There's one thing I picked up during my own time spent with ci.py. In overall, I'd stay with stages but I'd try to move to a solution which builds all dirty modules prior to any tests (i.e. first stage, or one of the first stages).
The benefit is that we could make entire CI a much reliable and maintainable. It starts to grow a bit large to be able to understand it properly and extend. The drawback is that stages are independent so would have to push the temporary images to the hub. However we can also drop them afterwards.
Just to give you a hint, my idea was to have:
- stage for linting, petty much @matrixik activities
- stage for all modules that are being built regardless of the pipeline
- all the tests required
- finally publishing the modules (if the PR is merged or other conditions).
All that is driven by the fact that recent changes has reveled that we've kind of introduced a lot of activities in CI that increased the exec time. Might idea might not necessarily result in speeding things up, but I do strongly believe that simple or rather modular setup is something monasca-docker should move forward too. Plus we would gain a little bit more in the are of logging all that up as the logs for all the stages wouldn't be mixed up together with other. That is somehow addressed in #225 but my idea does not necessarily conflict with #225. I'd say both complete each other.
Update: There's a possibility to save & load (docker save and docker load) of the images, so might do that to save results of image build from possible step 2 for later steps.
There's also the docker integration for the github, but there's I guess just as if you're repo contained a project that was built into the image. So if this repo contains multiple images Dockerfiles I don't think it will work out.

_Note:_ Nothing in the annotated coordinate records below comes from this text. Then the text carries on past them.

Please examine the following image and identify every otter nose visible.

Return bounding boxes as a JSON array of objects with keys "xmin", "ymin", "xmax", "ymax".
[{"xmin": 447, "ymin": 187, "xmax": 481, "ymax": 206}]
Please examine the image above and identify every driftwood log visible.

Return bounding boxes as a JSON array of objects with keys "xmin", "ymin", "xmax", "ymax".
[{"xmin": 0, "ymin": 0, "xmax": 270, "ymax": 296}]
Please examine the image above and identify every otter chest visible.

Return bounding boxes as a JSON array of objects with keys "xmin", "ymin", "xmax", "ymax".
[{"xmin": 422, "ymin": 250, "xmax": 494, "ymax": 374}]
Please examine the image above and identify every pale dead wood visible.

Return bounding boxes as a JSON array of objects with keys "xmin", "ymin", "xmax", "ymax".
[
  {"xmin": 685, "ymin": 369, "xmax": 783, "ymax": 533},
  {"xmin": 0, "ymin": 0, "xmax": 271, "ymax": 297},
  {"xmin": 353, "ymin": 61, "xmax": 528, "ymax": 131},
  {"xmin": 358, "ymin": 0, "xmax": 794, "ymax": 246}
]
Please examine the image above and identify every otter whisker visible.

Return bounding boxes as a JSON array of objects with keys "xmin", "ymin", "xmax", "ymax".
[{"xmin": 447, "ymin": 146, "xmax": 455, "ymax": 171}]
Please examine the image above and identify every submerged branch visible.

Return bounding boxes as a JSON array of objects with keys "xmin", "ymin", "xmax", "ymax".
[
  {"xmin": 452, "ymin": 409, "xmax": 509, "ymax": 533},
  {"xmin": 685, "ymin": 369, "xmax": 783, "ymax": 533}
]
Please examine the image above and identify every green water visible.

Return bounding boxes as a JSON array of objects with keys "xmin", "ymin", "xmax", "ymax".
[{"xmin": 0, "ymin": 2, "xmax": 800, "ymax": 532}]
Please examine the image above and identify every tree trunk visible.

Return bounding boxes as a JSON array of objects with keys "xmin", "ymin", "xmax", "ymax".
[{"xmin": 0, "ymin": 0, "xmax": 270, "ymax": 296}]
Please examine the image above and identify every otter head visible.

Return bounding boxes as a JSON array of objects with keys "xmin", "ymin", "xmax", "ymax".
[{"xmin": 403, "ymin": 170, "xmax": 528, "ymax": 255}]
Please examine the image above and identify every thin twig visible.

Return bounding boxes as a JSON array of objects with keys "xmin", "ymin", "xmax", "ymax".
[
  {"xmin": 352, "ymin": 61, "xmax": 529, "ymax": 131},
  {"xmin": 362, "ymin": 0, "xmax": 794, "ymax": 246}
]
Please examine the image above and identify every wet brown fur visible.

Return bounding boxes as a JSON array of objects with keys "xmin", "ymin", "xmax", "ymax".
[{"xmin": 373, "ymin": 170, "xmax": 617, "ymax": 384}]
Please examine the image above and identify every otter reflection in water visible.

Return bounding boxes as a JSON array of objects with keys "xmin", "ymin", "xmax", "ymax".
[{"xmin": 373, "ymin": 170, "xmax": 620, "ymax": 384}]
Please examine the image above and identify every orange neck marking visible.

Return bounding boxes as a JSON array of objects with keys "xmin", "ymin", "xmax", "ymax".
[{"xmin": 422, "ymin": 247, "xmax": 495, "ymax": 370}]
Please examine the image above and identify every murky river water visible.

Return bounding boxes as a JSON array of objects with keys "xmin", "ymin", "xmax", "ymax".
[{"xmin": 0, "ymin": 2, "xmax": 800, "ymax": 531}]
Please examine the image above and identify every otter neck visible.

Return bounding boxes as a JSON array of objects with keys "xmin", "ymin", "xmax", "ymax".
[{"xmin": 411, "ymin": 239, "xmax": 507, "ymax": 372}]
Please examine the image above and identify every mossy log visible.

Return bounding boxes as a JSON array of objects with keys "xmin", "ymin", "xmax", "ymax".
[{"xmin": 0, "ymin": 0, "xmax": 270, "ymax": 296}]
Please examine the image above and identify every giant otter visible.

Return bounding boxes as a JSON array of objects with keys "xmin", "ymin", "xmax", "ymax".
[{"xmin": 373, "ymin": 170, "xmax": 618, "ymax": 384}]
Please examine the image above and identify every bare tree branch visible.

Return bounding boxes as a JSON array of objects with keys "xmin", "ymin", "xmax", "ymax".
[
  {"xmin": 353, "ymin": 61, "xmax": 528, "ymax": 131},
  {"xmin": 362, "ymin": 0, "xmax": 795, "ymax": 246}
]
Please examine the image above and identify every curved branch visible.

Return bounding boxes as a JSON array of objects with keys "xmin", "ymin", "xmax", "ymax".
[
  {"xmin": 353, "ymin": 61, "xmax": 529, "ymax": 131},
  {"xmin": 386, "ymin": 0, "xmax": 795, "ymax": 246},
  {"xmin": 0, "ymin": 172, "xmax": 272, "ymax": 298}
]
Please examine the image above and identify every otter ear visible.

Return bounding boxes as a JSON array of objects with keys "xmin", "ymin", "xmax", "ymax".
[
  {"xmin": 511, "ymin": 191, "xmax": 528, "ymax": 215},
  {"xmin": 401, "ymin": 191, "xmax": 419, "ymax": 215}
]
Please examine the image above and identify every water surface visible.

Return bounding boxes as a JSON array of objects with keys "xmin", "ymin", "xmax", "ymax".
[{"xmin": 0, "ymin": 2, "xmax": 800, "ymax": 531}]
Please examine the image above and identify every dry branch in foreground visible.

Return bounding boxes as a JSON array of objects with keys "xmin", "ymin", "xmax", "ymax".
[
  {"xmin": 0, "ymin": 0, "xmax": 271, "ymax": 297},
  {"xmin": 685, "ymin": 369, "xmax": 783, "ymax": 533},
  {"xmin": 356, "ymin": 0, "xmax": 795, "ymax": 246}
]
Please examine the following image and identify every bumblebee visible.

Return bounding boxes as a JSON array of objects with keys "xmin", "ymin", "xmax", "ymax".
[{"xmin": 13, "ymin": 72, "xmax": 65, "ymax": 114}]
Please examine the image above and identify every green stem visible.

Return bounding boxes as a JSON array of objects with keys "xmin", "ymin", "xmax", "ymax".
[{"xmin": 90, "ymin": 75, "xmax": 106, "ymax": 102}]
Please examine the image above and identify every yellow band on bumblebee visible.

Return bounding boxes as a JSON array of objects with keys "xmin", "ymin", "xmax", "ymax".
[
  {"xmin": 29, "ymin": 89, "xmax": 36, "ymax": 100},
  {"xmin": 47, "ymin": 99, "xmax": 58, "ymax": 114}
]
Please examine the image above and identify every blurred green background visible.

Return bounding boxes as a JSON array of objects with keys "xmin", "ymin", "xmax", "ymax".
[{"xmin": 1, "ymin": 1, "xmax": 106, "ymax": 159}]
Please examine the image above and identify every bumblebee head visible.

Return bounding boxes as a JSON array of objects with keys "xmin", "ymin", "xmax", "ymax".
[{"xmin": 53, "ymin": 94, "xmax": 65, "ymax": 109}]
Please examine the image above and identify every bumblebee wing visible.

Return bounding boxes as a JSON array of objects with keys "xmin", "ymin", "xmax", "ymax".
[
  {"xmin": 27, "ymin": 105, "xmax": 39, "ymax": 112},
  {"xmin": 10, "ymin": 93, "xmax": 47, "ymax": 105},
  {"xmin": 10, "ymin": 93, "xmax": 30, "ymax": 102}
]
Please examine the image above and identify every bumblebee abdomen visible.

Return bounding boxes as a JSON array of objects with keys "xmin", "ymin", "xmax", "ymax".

I agree that travis's stages could be a lot simpler, but unfortunately they can be very slow. Even during quiet periods it takes 3-5 minutes for our code to actually begin executing for each stage, but when Travis is under heavier load (like yesterday morning) we were waiting more like 10 minutes for a job to start. And that's per stage, so on busy days with 2 stages we can potentially sit around waiting for 20 minutes just to run 15 minutes of tests.
Given human delays in responding to patches CI results the turnaround time ends up being about an hour. Practically speaking this means we can review and merge at most 8 patches in a given work day, even if they're trivial 1-line patches. In practice it's probably more like 5-6, though.
(the startup time is mostly from us needing sudo-capable VMs to use docker, Travis's container-based builds like we used in monasca-helm are much quicker, usually 30-60 seconds)
Ideally I'd like to see the majority of jobs complete basic CI complete in 15 minutes (if not less). And really, we're very close to that already, at least in terms of the code we actually run ourselves.
A more modular setup is a great idea, and I think we could implement that in a way that doesn't incur overhead for each build "stage". Actually running on a fresh VM (or even container) for each stage doesn't seem beneficial when we can just run tasks sequentially ourselves and incur no extra startup overhead. A side benefit to this is that we don't need to worry about transporting any built images between stages, since they're already present on the local system after being built.